ERROR [app-router] Error: Error invoking SlickService. Check the inner error for details.
------------------------------------------------
Inner Error:
Message: key/value cannot be null or undefined. Are you trying to inject/register something that doesn't exist with DI?
来源:本地数据框[12 x 6] 组:ID [2]
library(dplyr)
dates <- data.frame(Date = seq(from = -90 + min(sample_df$Date), to = max(sample_df$Date), by=1))

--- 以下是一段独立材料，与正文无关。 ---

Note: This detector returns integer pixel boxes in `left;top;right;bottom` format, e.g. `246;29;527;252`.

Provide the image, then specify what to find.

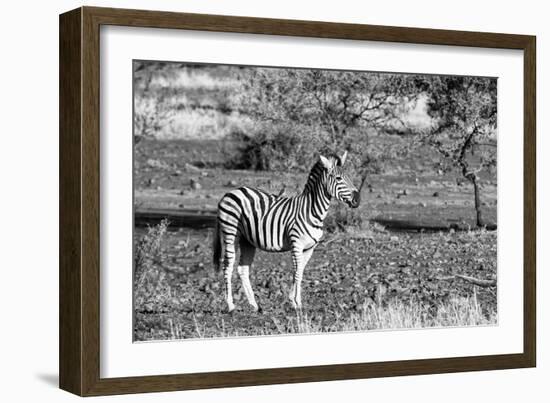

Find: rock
193;179;202;190
185;162;200;172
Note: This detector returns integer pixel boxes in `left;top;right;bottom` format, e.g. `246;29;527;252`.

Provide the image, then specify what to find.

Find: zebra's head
319;151;361;208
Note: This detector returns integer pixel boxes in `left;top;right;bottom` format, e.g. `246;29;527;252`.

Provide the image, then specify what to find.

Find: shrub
134;219;170;311
227;123;326;171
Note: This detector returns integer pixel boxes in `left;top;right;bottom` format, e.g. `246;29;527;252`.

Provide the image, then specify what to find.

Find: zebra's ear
319;155;332;169
340;150;348;166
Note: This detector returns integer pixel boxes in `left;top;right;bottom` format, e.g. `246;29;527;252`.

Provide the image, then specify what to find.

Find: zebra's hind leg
237;238;261;312
289;246;314;311
222;233;235;313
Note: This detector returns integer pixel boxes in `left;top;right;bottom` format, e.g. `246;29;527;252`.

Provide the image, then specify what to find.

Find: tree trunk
468;174;483;227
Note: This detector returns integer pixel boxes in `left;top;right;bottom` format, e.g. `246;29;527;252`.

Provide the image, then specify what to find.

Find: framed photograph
59;7;536;396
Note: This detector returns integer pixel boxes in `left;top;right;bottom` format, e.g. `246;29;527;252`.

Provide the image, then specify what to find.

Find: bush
226;123;326;172
134;219;170;311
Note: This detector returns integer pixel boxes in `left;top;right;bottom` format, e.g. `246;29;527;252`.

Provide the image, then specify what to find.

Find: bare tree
422;76;497;227
235;68;418;177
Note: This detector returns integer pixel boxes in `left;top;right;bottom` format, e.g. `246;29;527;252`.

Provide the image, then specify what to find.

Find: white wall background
0;0;550;403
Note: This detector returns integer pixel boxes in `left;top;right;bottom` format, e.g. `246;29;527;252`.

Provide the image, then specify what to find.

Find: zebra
213;151;360;313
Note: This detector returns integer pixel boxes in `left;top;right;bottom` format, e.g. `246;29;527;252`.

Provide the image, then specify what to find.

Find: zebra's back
218;186;293;252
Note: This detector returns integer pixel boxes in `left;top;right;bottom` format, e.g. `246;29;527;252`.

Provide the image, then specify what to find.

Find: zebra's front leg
289;246;314;310
223;236;235;313
237;238;261;312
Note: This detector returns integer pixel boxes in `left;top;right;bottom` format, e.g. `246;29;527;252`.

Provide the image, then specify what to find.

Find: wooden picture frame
59;7;536;396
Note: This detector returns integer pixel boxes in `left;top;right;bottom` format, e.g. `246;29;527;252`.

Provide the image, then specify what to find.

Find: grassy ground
134;140;497;340
134;224;497;340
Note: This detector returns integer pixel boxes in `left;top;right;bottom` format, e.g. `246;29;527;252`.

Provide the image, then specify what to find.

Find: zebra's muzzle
346;191;361;208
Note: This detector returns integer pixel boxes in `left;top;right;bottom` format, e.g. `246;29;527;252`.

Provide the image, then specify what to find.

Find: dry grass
163;294;497;340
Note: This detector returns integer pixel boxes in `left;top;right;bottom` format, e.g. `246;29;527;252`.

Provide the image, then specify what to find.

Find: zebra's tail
212;220;222;271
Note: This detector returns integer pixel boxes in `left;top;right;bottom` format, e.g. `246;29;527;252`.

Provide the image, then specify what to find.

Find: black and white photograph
134;60;498;342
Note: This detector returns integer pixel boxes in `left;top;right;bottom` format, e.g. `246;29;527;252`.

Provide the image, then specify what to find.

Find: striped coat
214;153;359;312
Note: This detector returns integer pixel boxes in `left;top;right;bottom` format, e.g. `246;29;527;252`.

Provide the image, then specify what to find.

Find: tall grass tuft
134;219;171;311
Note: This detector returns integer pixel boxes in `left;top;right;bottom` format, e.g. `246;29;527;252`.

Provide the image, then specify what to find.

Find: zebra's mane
304;154;342;196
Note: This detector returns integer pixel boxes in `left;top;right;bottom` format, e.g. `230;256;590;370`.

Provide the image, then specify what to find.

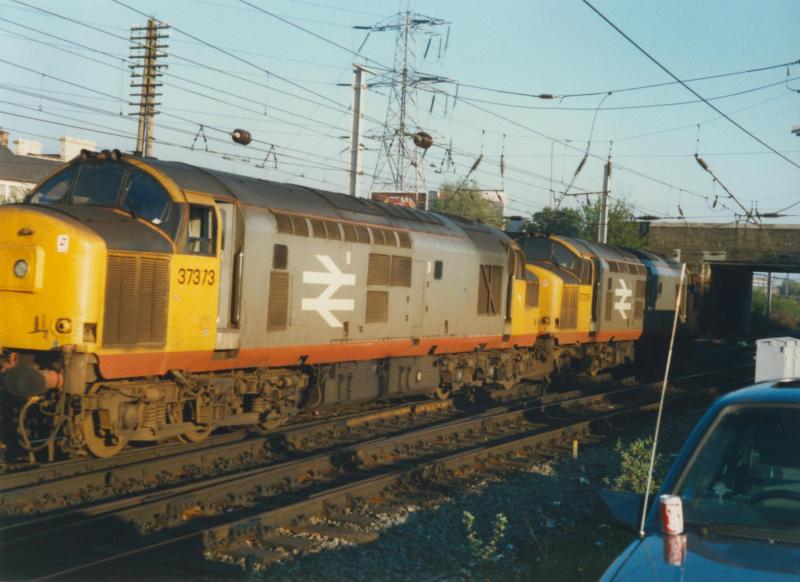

extended_df <- data.frame(ID = unique(sample_df$ID)) %>%
merge(dates) %>%
left_join(sample_df, by=(c("ID", "Date"))) %>%
arrange(ID, desc(Date)) %>%
mutate(Encounter = as.integer(!is.na(Event)),
Event = ifelse(is.na(Event), 0, Event)) %>%
group_by(ID) %>%
mutate(PrevEnc90D = rollsum(lead(Encounter), k=90, fill=0, align="left"),
PrevEvent90D = rollsum(lead(Event), k=90, fill=0, align="left")) %>%
inner_join(sample_df[,c("ID", "Date")]) %>%
arrange(ID, desc(Date))
extended_df
答案 3 :(得分:1)
另一个想法是尽可能避免重复求和和关系运算:
do.call(rbind,
lapply(split(sample_df, sample_df$ID),
function(x) {
i = nrow(x) - findInterval(x$Date - 90, rev(x$Date))
cs = cumsum(x$Event)
cbind(x, PrevEnc90D = i - (1:nrow(x)), PrevEvent90D = cs[i] - cs)
}))
# Date ID Event PrevEnc90D PrevEvent90D
#A.1 2016-09-09 A 1 0 0
#A.2 2016-05-07 A 0 3 2
#A.3 2016-05-06 A 1 2 1
#A.4 2016-02-13 A 0 2 2
#A.5 2016-02-11 A 1 1 1
#A.6 2016-01-07 A 1 0 0
#B.7 2016-11-08 B 0 0 0
#B.8 2016-06-08 B 1 1 1
#B.9 2016-05-08 B 1 1 1
#B.10 2016-02-13 B 1 2 1
#B.11 2016-01-03 B 0 1 1
#B.12 2016-01-01 B 1 0 0
以上假设&#34;日期&#34;在每个&#34; ID&#34;内逐渐减少排序。 (如果不是这样的话,这是非常简单的)。这里的主要思想是(i)找到每个日期的前90天,(ii)计算一次和前期的累积和,以及(iii)减去相应的指数/ cumsum
以获得输出。我在这里使用了split
/ lapply
路由来按&#34; ID&#34;进行分组,但我想,它很容易转移到任何工具上。